Le Conseil national agricole (CNA) a assuré que le panel T-MEC relatif au maïs génétiquement modifié perdu par le Mexique n'avait pas généré ni causé de préjudice commercial aux producteurs ou à l'économie mexicaine.
« Il est pertinent de souligner que ce processus n'a pas généré de préjudice commercial pour les producteurs mexicains ni pour l'économie nationale, grâce à la gestion responsable et prudente dirigée par le ministère de l'Économie », a commenté l'organisation dirigée par Juan Cortina Gallardo.
Il a ajouté que le Groupe a concentré son analyse sur les questions techniques, soulignant l'importance de relever les défis commerciaux par le biais d'évaluations fondées sur la science et les preuves.
L'organisation commerciale a reconnu et apprécié l'engagement du gouvernement mexicain, par l'intermédiaire du ministère de l'Économie, à respecter la résolution du panel T-MEC sur le cas lié au maïs génétiquement modifié.
« Ce résultat est une étape importante qui contribue au renforcement des relations commerciales avec les États-Unis, notamment dans un contexte de changements politiques dans le pays voisin », a commenté le Conseil national agricole.
« Nous avons toujours été de fervents défenseurs du fait que les décisions qui touchent le secteur agroalimentaire reposent sur la science et la technologie. Ces outils sont essentiels pour promouvoir la durabilité, améliorer la compétitivité et faire face aux défis mondiaux, tels que le changement climatique et la sécurité alimentaire », a-t-il déclaré.
Le 20 décembre 2024, le Groupe spécial constitué conformément au chapitre 31 (Règlement des différends) du Traité entre les États-Unis du Mexique, les États-Unis d'Amérique et le Canada (T-MEC) a distribué aux parties en litige son rapport final sur le Mexique. cas – mesures liées au maïs génétiquement modifié (MEX-USA-2023-31-01).

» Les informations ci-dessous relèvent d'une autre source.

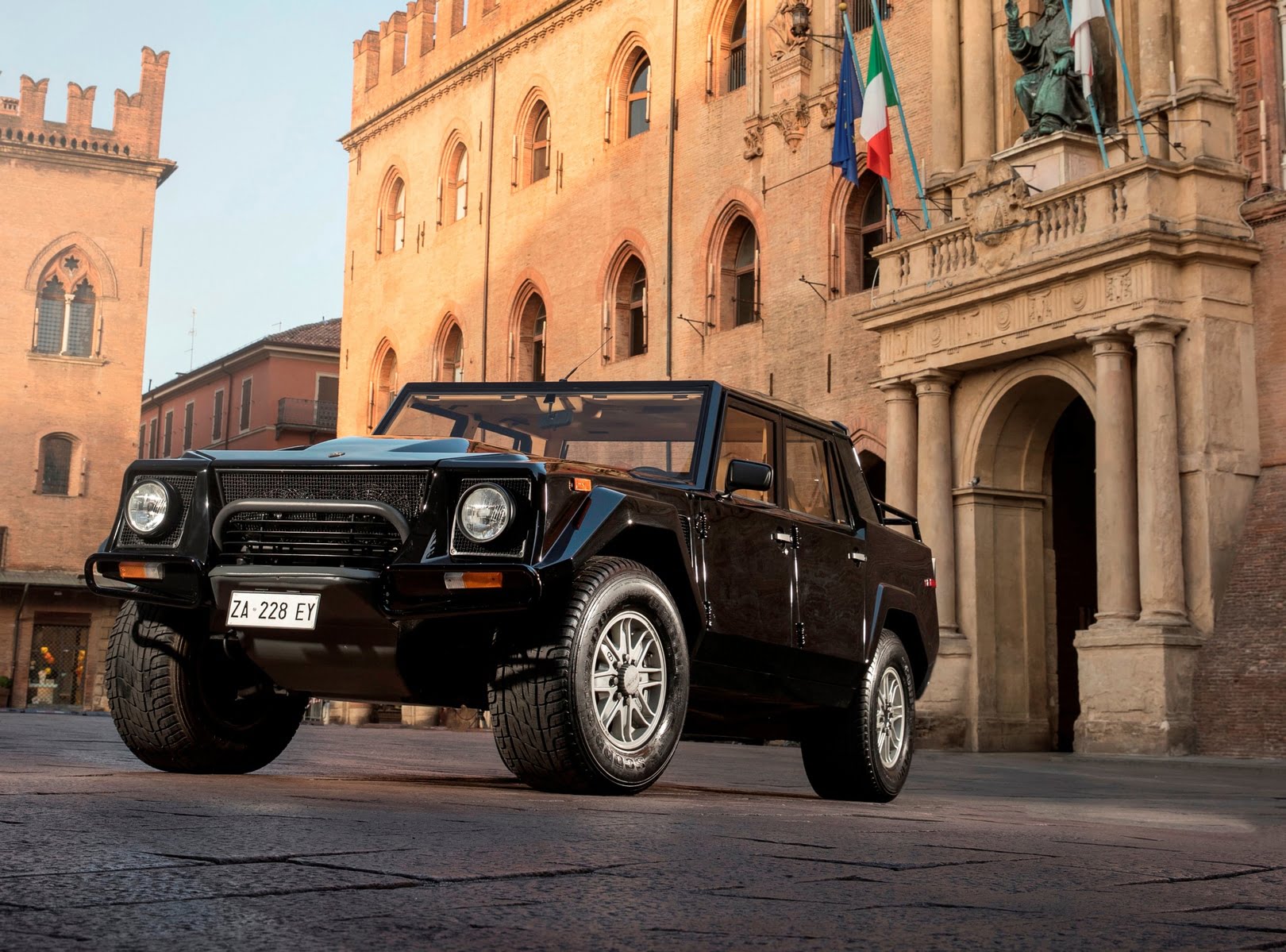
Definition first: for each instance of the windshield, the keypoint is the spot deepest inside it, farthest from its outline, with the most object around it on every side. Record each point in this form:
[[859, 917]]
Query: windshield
[[645, 434]]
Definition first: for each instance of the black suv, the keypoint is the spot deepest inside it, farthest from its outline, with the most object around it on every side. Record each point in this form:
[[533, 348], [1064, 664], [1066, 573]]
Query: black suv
[[606, 565]]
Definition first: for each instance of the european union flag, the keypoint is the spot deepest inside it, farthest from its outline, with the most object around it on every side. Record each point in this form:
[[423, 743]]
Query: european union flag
[[848, 114]]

Dans le cadre de ses conclusions, le Groupe spécial a considéré que certains éléments du décret sur le glyphosate et le maïs génétiquement modifié, publié au Journal officiel de la Fédération le 13 février 2023, ne peuvent être appliqués « car ils ne sont pas fondés sur une évaluation des risques ». « des preuves scientifiques adéquates et des normes internationales pertinentes ».
Le gouvernement du Mexique ne partage pas la détermination du Groupe spécial, car il considère que les mesures contestées sont conformes aux principes de protection de la santé publique et des droits des peuples autochtones, établis dans la législation nationale et dans les traités internationaux dont il est partie. partie.
Malgré cela, le gouvernement du Mexique respectera cette décision, puisque le système de règlement des différends du T-MEC est un élément clé dudit traité, comme cela a été démontré dans le cas des règles d'origine du secteur automobile qui a été favorable au Mexique.
Le gouvernement du Mexique réitère son engagement à protéger les valeurs fondamentales telles que la santé, la moralité publique, la conservation des ressources naturelles, la culture de la population mexicaine et les droits des peuples autochtones, qui ont été reconnues par le Groupe comme des préoccupations légitimes.
Le Mexique, par l'intermédiaire du ministère de l'Économie, du ministère de l'Agriculture et du Développement rural et de ses autres agences, continuera de chercher à faire valoir les droits de tous les Mexicains, conformément aux obligations internationales qu'il a acquises. Conformément à l'article 31.17(6) du T-MEC, le rapport final sera mis à la disposition du public dans les deux langues.